Sebuah ungkapan bahwa aku telah menyesal menikah dengan seorang selebritis seperti Aidan kembali mengiang di kepalaku. Kematiannya seolah sebuah teguran dari Allah, atas kekufuranku akan nikmatNya dan Allah sungguh telah menggantinya dengan seorang suami dari kalangan biasa yang terbebas dari gangguan paparazi seperti yang aku harapkan. Semoga kini aku bisa mensyukurinya, supaya Allah tidak mengambilnya lagi.
Aku menyambutnya dan kugenggam tangannya. “Tentu, karena kau suamiku dan aku mencintaimu karena Allah. Aku tak ingin kehilangan anugerahNya untuk kedua kalinya karena aku kufur akan nikmatNya.” Ujarku seraya menatapnya haru. Haekal tersenyum senang.

***


Matahari senja tampak anggun di ufuk barat sana. Cahaya keemasannya membias pada dedaunan, memantul pada air, dan menerpa wajahku.
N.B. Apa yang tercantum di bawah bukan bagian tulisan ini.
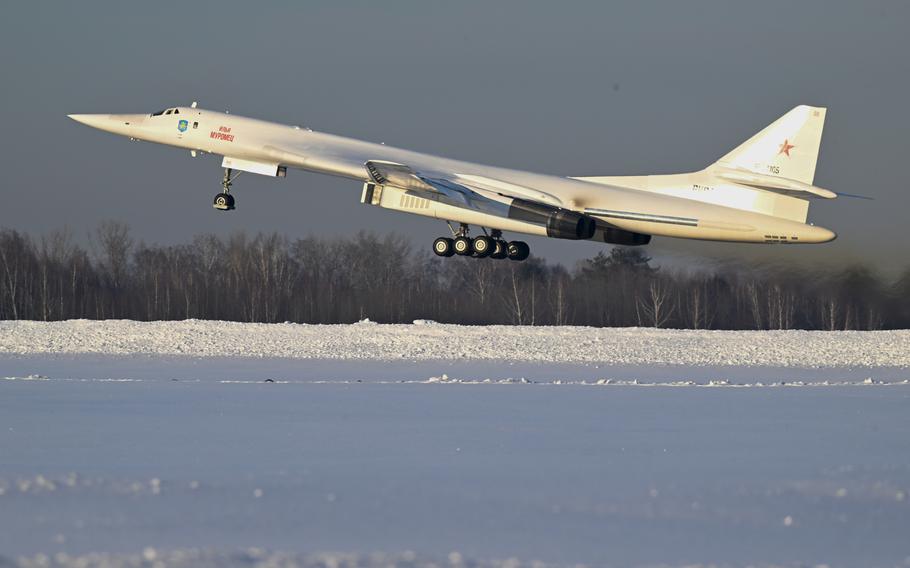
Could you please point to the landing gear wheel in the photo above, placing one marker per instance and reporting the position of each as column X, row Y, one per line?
column 483, row 246
column 500, row 249
column 463, row 246
column 444, row 246
column 519, row 250
column 223, row 202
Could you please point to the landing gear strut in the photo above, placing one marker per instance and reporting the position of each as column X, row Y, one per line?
column 483, row 246
column 224, row 201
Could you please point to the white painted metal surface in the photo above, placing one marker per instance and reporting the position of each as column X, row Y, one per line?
column 756, row 193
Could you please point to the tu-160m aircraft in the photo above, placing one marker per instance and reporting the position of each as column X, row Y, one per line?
column 757, row 193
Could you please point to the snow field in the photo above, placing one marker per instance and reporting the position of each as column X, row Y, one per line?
column 430, row 341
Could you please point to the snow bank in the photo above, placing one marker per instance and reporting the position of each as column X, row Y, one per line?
column 431, row 341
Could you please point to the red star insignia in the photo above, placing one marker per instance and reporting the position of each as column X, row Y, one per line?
column 785, row 148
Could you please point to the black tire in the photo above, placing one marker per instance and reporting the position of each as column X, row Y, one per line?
column 463, row 246
column 443, row 247
column 483, row 246
column 519, row 250
column 223, row 202
column 500, row 250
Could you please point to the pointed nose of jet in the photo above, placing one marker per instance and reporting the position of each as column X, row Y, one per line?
column 117, row 123
column 818, row 235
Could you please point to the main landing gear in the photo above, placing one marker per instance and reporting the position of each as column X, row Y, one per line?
column 224, row 201
column 483, row 246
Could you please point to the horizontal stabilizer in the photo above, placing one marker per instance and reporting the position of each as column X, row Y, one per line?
column 786, row 186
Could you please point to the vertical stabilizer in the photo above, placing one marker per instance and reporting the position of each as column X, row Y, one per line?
column 788, row 148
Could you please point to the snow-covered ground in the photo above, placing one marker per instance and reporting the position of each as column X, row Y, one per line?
column 213, row 444
column 431, row 341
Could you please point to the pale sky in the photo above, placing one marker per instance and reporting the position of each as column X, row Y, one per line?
column 567, row 88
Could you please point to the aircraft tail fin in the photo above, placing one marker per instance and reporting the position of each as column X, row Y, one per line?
column 788, row 148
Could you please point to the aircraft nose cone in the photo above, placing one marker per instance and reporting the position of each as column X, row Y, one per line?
column 820, row 235
column 93, row 120
column 124, row 124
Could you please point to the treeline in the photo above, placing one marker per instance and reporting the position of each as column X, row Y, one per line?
column 270, row 278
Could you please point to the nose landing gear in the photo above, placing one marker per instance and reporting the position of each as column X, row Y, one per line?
column 224, row 201
column 483, row 246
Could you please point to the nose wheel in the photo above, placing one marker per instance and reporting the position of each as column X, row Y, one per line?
column 224, row 201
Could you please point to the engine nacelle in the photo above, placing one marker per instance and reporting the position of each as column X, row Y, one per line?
column 560, row 223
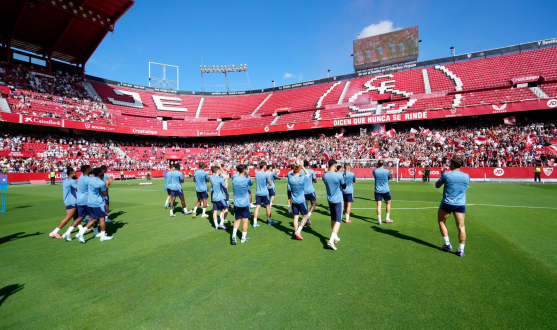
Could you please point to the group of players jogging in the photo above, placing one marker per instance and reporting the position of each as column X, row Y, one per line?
column 86, row 200
column 339, row 183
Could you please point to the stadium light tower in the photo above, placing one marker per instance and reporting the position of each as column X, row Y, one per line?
column 226, row 69
column 164, row 82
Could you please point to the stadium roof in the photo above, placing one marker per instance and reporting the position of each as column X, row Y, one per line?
column 67, row 30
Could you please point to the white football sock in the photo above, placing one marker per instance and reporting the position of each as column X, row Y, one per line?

Aku berdiri menantang cahaya itu, melawan angin yang menerpa wajahku, menghembus jilbabku. Ku hirup ia dalam-dalam, mengisi seluruh sudut paru-paruku. Menyejukkan. Ku pejamkan mataku lama. Menikmati semua keanggunan alam yang tersaji sore itu.
Aidan, mengenalmu adalah karunia yang terindah. Menjadi bagian dari hidupmu adalah permata yang tak ternilai. Aku tak menyesali apa yang terjadi padaku. Tidak lagi. Betapa hatimu seluas samudera, betapa bersabarnya engkau melunakkan keegoisanku. Mengenalmu, mengajarkan aku memahami keluargaku. Cinta mereka. Cinta ayahku, meski ia mengungkapnya dengan cara yang salah. Percayalah ia tak pernah menbencimu, ia hanya berupaya melindungi putrinya agar tidak menangis seperti yang sering ia lakukan padaku saat aku kecil. Utamanya, kau mengajariku cinta padaNya. Arti bersyukur padanya. Kau pula yang mengajariku untuk hidup, hidup sebagaimana mestinya. Bagaimana aku harus menerima kenyataan pahit dan menegaskan bahwa tak selamanya hidup itu semanis permen cokelat. Melaluimu, aku tumbuh dewasa, meredam jiwa kekanak-kanakanku.
Dewasa untuk siap menghadapi kemungkinan di hari esok. Semoga engkau mendapatkan tempat terbaik di sana, semoga Allah mempersatukan engkau dengan bayi kita di sana.
Aku membuka mataku. Ku raih bunga dandelion yang tergeletak di dekat kakiku. Aku meniupnya hingga kelopaknya bertebaran di udara. Ku langkahkan kaki meninggalkan taman ini. Taman yang menjadi pilihan aku dan Aidan biasa bercengkrama.